Like Twitch, Jive also allows streamers to use a third-party software called Open Broadcaster Software to livestream. However, in future updates, DeFaria said Jive will provide other options as well because OBS requires technical knowledge and a comparatively longer setup time.
“You have to download the third-party software, set it up, configure your stream key, your video bit rate, audio bit rate,” DeFaria said. “For a musician, especially one who is not technical, I think it should be one click away or one tap away on your phone.”
Other features Jive hopes to implement include transitioning to a subscription-based model, similar to Twitch, in which viewers can choose to pay money per month to subscribe to a streamer, said John DePriest, head of marketing at Jive. In return, subscribers receive special privileges, such as access to certain emoticons while chatting and a subscriber-only chat room, he said. Unlike Twitch, which takes the majority of the streamer’s profits, DePriest said Jive will not take cuts away from donations but instead from subscriptions and merchandise streamers sell on the Jive website.

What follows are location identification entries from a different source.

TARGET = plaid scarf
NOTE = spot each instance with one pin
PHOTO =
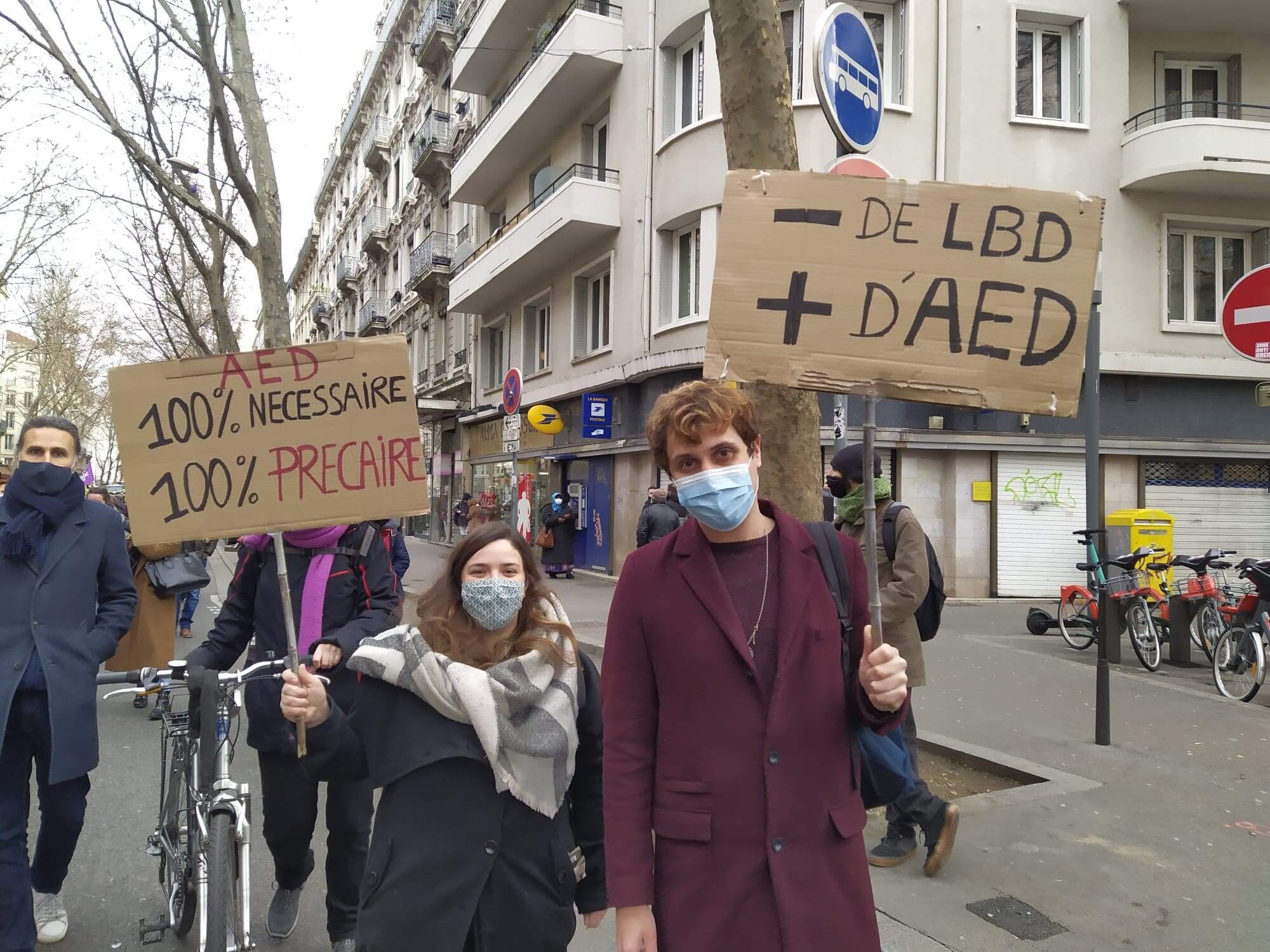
(524, 710)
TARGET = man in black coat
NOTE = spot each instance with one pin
(68, 601)
(657, 521)
(361, 598)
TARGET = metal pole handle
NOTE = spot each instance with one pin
(289, 621)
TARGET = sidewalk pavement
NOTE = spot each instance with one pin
(1160, 841)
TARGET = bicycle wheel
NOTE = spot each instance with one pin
(1076, 620)
(223, 913)
(1239, 663)
(1207, 628)
(1142, 634)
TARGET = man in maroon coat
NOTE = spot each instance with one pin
(726, 714)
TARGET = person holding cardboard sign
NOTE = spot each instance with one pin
(733, 817)
(342, 591)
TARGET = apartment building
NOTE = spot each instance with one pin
(18, 384)
(584, 199)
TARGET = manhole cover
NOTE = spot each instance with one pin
(1017, 917)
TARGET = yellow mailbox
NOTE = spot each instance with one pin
(1130, 530)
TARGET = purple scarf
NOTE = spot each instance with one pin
(316, 579)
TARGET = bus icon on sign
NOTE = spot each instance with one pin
(855, 79)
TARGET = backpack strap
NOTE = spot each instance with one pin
(888, 529)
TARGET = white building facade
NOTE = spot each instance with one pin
(572, 224)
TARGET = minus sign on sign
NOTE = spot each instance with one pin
(1253, 315)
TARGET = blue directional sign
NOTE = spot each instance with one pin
(598, 417)
(849, 77)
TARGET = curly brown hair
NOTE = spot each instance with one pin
(449, 630)
(697, 408)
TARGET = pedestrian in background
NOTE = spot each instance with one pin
(732, 813)
(904, 583)
(149, 643)
(483, 728)
(68, 601)
(657, 521)
(559, 519)
(187, 602)
(342, 591)
(460, 519)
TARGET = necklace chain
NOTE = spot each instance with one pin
(763, 605)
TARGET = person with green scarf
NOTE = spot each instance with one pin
(904, 583)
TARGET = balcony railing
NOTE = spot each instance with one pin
(439, 16)
(379, 136)
(591, 173)
(373, 317)
(1197, 110)
(598, 7)
(435, 136)
(436, 255)
(346, 272)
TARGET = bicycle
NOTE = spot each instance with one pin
(1207, 624)
(1240, 656)
(1079, 611)
(203, 840)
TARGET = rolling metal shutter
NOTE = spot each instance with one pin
(1041, 503)
(1215, 503)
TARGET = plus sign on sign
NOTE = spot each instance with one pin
(1247, 315)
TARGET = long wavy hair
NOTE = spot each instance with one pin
(449, 629)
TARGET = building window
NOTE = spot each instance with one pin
(792, 29)
(688, 272)
(538, 334)
(1048, 72)
(592, 309)
(690, 79)
(888, 22)
(1194, 89)
(493, 345)
(1201, 267)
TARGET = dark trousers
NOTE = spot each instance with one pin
(919, 808)
(290, 802)
(29, 738)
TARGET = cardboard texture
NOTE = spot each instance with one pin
(966, 295)
(217, 447)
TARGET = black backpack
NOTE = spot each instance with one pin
(929, 612)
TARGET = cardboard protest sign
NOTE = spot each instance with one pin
(294, 439)
(966, 295)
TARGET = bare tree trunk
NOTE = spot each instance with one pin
(759, 134)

To set itself apart from other streaming sites, Jive hopes to implement a different kind of chat room that blends elements of a regular chat room and of a comment system, such as the one seen on Reddit, Sevo said. Viewers in a chat room can still talk to each other, but comments can be up-voted and will stick around longer; those comments can even have subcomments submitted by other viewers, Sevo said. Through the combination, Sevo said he hopes Jive’s chat room will foster a creative way for musicians and viewers to interact.
Another aspect of the chat room Jive wishes to change is the role of viewers in content creation, DeFaria said. In a future update, Jive will allow viewers to submit audio files that contain short segments of instrumentals or sounds to the streamer. The streamer can then use the file and incorporate it into the music they are livestreaming.

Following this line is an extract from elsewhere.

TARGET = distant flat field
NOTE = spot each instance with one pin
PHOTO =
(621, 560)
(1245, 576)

“Let’s say I’m a rapper, or I’m a producer. People can watch my stream and say, ‘Hey use this sample, throw this beat, rap over this beat,’” DeFaria said. “It turns into a collaborative experience where both the viewer and the streamer are contributing to the content.”
For the upcoming charity stream, anyone can sign up and begin streaming on Jive. Streamers will also be encouraged to donate 50 percent of the donations they earn, which will be held by Jive and subsequently donated to Guitars in the Classroom, a nonprofit dedicated to providing musical access for children, DePriest said. Through the charity stream, DePriest said he hopes people will realize how easy the platform is to use so more people will end up streaming.
“Anyone can come on, make the account on jive.live and be streaming within minutes. That’s one of the best parts of the platform,” DePriest said. “The more people that we can get on streaming and the more people we can get donating to the streamers, the more money we’ll be able to (use to benefit) a cause.”